SpliceNest (12) is a web-based graphical tool to explore gene structure based on a mapping of the expressed sequence tag (EST) consensus sequences (contigs) from GeneNest to the complete human genome. Assuming that a cluster normally represents a single gene, every contig of a cluster is aligned separately to the same genomic region, using the spliced alignment program sim4 (13). Differences between the contigs may correspond to alternative splicing, but they can also be due to low sequence quality, genomic contamination or other artifacts.

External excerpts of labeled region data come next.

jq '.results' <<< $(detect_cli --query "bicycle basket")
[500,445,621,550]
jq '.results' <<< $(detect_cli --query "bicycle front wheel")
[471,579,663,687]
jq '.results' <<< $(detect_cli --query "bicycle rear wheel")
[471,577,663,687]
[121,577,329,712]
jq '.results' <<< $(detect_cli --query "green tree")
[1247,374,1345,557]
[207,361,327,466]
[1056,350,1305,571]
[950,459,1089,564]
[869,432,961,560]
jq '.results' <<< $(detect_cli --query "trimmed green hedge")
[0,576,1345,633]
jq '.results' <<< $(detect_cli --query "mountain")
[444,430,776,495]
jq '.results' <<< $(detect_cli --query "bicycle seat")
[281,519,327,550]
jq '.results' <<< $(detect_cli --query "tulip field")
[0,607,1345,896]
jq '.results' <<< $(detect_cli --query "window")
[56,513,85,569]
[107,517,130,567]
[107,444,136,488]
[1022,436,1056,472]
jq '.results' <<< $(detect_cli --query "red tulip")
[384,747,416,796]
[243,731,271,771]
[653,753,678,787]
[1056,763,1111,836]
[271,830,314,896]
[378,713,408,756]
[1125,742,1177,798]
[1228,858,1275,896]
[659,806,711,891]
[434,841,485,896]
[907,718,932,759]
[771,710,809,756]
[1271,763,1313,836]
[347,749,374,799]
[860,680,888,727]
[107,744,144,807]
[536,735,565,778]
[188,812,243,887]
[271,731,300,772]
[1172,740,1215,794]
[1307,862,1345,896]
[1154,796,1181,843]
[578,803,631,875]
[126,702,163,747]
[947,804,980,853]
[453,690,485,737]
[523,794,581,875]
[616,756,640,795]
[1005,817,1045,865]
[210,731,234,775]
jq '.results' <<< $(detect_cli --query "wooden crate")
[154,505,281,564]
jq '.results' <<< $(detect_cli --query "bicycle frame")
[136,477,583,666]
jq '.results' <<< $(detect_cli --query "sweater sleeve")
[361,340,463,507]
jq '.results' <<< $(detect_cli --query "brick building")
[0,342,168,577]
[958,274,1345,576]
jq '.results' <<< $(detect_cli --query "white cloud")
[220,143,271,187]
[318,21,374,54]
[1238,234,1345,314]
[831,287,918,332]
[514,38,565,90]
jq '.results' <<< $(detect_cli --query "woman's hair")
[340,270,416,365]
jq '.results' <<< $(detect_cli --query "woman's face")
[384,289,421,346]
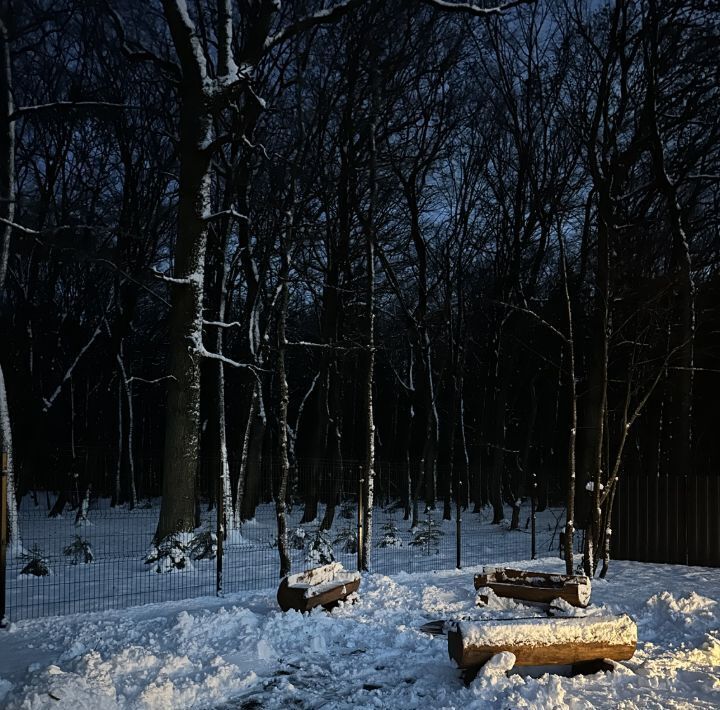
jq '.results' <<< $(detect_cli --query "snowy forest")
[0,0,720,575]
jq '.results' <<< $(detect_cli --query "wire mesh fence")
[5,461,564,620]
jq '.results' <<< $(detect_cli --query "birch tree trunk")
[155,0,213,541]
[0,18,21,550]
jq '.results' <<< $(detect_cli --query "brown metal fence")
[612,476,720,567]
[0,460,565,620]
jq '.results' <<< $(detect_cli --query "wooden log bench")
[475,568,592,608]
[448,615,637,669]
[277,562,360,611]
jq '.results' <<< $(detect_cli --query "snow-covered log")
[448,614,637,668]
[475,568,591,607]
[277,562,360,612]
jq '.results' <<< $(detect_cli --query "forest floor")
[0,559,720,710]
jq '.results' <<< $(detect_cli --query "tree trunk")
[155,89,212,541]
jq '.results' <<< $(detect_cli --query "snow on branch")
[150,269,202,286]
[203,320,242,328]
[125,375,177,385]
[0,217,41,237]
[203,207,250,222]
[105,0,180,79]
[193,338,262,385]
[491,299,569,343]
[43,321,102,412]
[421,0,534,17]
[10,101,140,121]
[265,0,366,51]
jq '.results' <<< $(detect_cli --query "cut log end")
[277,562,360,612]
[448,615,637,668]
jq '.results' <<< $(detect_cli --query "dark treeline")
[0,0,720,570]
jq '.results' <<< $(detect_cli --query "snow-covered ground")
[8,496,568,621]
[0,559,720,710]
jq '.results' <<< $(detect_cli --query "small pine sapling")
[75,486,92,528]
[333,525,357,555]
[410,512,444,555]
[63,535,95,565]
[145,533,192,574]
[20,545,52,577]
[190,530,217,560]
[305,530,335,565]
[340,500,355,520]
[377,518,402,547]
[288,528,307,550]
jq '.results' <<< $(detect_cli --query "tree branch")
[265,0,367,52]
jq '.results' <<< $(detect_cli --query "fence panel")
[5,461,581,620]
[613,476,720,566]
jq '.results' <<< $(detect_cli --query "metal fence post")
[530,473,537,560]
[455,476,462,569]
[215,470,225,597]
[0,451,8,628]
[357,466,365,572]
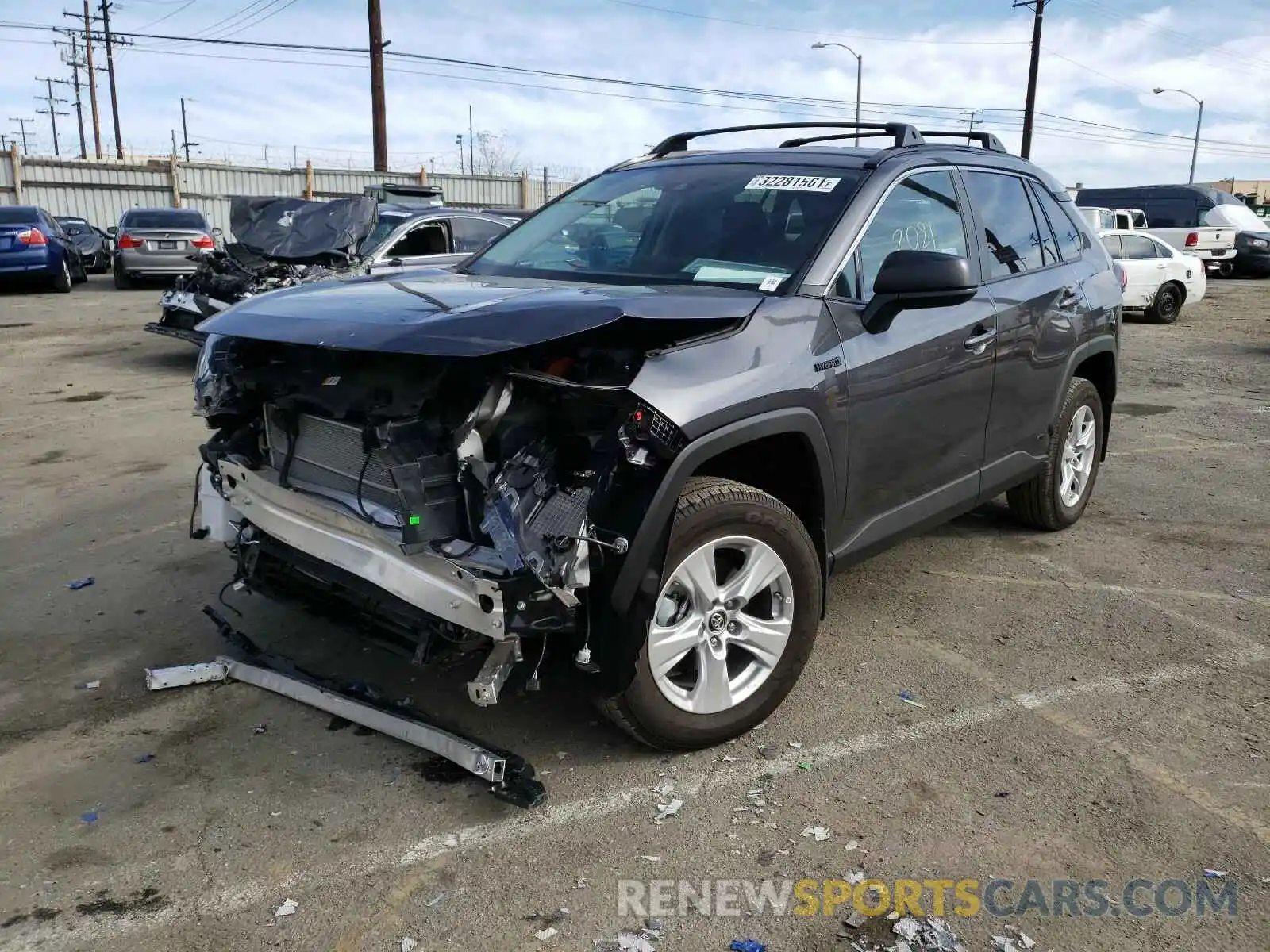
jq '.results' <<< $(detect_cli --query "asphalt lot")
[0,277,1270,952]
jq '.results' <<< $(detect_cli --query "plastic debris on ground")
[891,916,967,952]
[652,797,683,823]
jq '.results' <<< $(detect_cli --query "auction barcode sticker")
[745,175,842,192]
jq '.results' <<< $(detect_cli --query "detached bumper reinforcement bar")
[146,607,546,808]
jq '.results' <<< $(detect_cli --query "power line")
[608,0,1024,46]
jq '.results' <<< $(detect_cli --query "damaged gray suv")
[195,123,1122,749]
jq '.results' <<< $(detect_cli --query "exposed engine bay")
[194,320,724,704]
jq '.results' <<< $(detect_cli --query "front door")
[827,169,995,559]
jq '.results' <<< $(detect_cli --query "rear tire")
[601,478,824,750]
[53,258,72,294]
[1006,377,1105,532]
[1145,281,1186,324]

The alignments are visualized in a diagram showing the exon/intron structure of all contigs of a single cluster (i.e. gene) simultaneously, mapped on the common genomic sequence. Exons are represented as colored bars and introns as arrows. The visualization facilitates the identification of genuine splice variants. Furthermore, candidate loci of alternative splicing are automatically identified and highlighted. If a cluster has several matches in the genome, a ranked list of all matches is provided. Each contig is linked to the corresponding GeneNest assembly, giving easy access to information about individual EST and mRNA sequences. Other links point to detailed alignments, related entries in the EMBL database or raw sequences. A toolbar allows zooming into the alignment. The current version of SpliceNest uses the GeneNest assembly based on human UniGene and the Golden Path genomic sequence (14).

SUMMARY

The three otherwise independent databases GeneNest, SpliceNest and SYSTERS are now fully linked with each other and to other major databases (Fig. (Fig.1).1). This allows navigating, e.g. from a protein to its UniGene cluster assembly and on to its genomic position and structure. Alternatively, one might enter via a sorted list of UniGene clusters on a chromosome and link from a particular cluster to its gene product in the context of a protein family. Thus, the linking of these databases facilitates navigation of sequence space between genomic DNA and protein sequences and families.

Figure 1
The integration of SYSTERS, GeneNest and SpliceNest into one framework. Possible queries to the databases are given on the left (blue), followed by the underlying query tools BLAST and SSMAL (green). The features and interactions of the SYSTERS, GeneNest ...

ACKNOWLEDGEMENTS

We acknowledge financial support from Bundesministerium für Bildung und Forschung (BMBF) and Deutsches Human Genom Projekt (DHGP).